In the context of a relationship, it can mean holding onto grievances for far longer, developing grudges, even shutting down the possibility for a healthy and vital kind of love. It can mean resistance to compromise, an often necessary aspect of a long-term relationship.
Let go of your vision of perfect. Realize that lasting relationships have rough edges. They are full of the unexpected. They are full of arguments, often. They aren’t always what you think or what you want.
The more you practice this, the stronger your grip on the person themselves. Isn’t that what matters in the end?
2. Let yourself be messy.
A twin point to the one above: you can have rough edges, too. You don’t have to perform for The One (or the Approximate One). You shouldn’t have to eradicate creases in all of your blouses, whip up a flawless soufflé, know exactly what your partner needs on rainy days.
You can be a blubbery mess, any time you like. In fact, I encourage it: the better for your closeness. Revel in your own authenticity and the right person will stick around. They may even be more tempted to be fully authentic themselves. A win-win.

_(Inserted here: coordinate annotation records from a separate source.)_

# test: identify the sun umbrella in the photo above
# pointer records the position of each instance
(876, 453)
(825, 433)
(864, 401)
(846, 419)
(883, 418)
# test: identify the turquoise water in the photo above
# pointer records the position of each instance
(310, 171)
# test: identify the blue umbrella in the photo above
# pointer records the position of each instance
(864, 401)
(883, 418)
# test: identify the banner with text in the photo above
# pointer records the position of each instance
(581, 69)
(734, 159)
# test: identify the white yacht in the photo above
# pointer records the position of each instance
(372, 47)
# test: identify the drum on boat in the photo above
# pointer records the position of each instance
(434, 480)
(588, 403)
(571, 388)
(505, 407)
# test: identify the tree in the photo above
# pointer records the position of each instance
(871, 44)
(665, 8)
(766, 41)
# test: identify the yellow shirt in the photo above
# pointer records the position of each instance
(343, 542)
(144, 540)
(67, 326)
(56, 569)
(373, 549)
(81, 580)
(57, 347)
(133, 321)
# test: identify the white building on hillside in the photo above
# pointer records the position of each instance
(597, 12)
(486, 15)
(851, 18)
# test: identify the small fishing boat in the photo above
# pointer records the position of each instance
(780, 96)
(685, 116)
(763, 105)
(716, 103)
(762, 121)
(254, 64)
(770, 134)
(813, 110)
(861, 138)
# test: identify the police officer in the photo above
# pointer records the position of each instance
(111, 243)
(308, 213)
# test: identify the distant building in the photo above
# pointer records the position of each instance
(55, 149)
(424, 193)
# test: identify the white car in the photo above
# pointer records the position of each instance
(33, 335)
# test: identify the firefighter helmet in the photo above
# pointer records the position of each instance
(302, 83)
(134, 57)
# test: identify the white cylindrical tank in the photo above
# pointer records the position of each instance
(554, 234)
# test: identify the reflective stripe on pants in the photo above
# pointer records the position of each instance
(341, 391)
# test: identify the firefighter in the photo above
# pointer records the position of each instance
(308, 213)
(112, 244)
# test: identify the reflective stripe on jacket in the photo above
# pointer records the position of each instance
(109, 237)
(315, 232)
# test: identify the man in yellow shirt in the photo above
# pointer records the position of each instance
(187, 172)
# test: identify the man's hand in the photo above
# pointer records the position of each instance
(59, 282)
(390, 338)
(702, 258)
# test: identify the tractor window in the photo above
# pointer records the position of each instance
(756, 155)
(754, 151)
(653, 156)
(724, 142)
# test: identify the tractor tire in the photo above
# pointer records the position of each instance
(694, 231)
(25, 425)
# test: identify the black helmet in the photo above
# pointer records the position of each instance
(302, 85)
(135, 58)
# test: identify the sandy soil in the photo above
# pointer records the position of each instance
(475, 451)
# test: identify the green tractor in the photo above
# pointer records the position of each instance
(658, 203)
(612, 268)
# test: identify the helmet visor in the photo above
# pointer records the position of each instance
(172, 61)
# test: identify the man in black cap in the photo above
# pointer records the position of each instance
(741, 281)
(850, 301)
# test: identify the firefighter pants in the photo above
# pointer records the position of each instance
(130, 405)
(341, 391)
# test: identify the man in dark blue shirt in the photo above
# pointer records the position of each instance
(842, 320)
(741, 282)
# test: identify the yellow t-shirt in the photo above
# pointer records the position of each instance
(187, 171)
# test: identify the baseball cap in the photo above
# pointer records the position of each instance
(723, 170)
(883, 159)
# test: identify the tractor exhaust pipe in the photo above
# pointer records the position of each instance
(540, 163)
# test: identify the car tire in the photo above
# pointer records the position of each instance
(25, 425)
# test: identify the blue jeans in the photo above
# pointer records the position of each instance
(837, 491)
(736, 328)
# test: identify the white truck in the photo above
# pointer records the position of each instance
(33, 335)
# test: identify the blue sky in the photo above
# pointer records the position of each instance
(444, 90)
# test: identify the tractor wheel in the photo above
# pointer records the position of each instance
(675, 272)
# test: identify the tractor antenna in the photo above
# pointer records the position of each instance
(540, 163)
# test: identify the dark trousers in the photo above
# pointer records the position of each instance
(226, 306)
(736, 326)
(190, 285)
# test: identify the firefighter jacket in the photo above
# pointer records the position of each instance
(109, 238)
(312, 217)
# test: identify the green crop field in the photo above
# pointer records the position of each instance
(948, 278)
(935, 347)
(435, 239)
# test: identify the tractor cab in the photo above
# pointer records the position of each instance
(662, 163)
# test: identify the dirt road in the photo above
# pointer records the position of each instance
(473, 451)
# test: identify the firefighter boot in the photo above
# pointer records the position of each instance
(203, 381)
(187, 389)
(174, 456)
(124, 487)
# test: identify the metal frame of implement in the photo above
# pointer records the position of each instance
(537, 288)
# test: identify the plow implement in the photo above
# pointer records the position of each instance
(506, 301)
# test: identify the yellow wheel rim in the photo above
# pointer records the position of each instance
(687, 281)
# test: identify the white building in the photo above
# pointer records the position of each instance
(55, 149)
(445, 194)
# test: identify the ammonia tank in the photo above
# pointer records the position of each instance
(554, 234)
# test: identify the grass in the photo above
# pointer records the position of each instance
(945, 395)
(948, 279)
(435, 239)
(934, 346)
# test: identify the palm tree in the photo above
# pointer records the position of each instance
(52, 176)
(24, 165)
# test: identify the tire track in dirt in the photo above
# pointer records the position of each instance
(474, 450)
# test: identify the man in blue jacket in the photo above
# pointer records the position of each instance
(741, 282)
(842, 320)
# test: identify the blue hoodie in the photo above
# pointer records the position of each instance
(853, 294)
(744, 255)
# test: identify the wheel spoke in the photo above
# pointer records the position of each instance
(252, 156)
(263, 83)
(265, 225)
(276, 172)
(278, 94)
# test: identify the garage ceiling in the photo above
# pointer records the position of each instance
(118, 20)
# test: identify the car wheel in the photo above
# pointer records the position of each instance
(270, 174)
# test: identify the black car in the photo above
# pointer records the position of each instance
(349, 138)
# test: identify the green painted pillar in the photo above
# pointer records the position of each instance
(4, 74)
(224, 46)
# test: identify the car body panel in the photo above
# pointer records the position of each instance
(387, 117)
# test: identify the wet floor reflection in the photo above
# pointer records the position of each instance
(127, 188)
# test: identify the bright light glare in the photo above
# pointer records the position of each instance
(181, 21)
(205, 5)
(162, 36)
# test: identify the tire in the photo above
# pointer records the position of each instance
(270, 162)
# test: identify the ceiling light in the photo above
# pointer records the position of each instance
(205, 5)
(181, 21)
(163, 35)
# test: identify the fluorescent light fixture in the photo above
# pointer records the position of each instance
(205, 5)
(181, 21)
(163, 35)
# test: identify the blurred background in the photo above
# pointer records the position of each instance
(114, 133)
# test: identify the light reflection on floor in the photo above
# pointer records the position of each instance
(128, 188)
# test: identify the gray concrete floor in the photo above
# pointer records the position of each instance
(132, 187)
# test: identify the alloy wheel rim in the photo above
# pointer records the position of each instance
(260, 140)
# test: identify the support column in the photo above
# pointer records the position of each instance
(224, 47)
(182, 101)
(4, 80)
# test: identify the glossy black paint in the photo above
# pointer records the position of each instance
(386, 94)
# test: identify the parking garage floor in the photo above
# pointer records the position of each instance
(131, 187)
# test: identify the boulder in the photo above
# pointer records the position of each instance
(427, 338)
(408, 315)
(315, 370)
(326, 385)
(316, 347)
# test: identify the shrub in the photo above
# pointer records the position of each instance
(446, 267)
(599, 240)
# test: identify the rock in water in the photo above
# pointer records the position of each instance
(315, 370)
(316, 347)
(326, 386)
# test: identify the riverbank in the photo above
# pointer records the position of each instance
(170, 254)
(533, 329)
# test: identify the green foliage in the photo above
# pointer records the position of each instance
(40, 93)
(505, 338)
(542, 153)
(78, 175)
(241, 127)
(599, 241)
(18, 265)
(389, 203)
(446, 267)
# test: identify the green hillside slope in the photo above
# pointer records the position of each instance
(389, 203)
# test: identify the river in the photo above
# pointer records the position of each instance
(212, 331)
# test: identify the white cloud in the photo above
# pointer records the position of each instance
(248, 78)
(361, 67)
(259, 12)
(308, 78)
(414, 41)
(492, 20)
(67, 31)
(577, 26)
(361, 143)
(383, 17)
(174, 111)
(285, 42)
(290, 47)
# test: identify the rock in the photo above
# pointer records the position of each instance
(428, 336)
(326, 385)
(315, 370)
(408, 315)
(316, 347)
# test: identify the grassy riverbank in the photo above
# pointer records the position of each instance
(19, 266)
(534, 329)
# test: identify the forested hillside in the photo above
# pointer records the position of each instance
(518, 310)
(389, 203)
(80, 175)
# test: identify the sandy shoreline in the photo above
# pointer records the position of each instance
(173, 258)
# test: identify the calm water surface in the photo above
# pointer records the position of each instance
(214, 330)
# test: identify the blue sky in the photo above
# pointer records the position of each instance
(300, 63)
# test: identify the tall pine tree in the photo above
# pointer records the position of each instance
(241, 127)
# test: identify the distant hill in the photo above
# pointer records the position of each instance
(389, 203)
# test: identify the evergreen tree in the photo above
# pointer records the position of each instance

3. Don’t leave things hanging.
It’s so easy to let loose threads dangle. Arguments fizzle without closure. Secrets linger under the surface. Wounds fester. Pride, sadness, fear, gloom — all of these can keep things, critical things, hanging. This can be ultimately damaging.
Do your best to tie up loose ends. Have conversations when you least want to have them. Commit to transparency and communication. Don’t bring skeletons into the closet — don’t even bring them into the house.
I’m not saying you can’t have wounds. But I am saying that showing your willingness to build common ground can go a long way in demonstrating commitment (and super-gluing your hips together).
4. Keep the respect mutual.
Yes, respect is foundational for any healthy relationship. But it should never be one-sided.
Don’t forget about yourself, chica. You deserve respect as much as your partner does. If you are the self-effacing empath diving in front of trains for your lover, at the very least, dive with a vote of confidence for yourself, too.
When you respect yourself, you may notice several things. You may become irresistible, suddenly. You may make choices more in line with your passions (not your partner’s). You may be able to deliver more conscious, nuanced respect to your partner herself or himself.
Make sure the respect is a two-way track. If you can address an imbalance, do.
5. Forgo the benchmarks.
It’s so tempting to box long-term relationships into certain categories. The official day of “beginning to date.” The two-year anniversary. The five-year. The engagement. Marriage. Baby. Or baby, marriage.
Sometimes such “benchmarks” can be lovely. But in other cases, they can be stifling. They can turn a relationship into expectation (and not bliss).
Let go of these as much as you can. Stay in the present. Expect only to love wildly and truly to who you are.
This can help you walk closer to The One, or, at the very least, walk better with the current companion to your heart.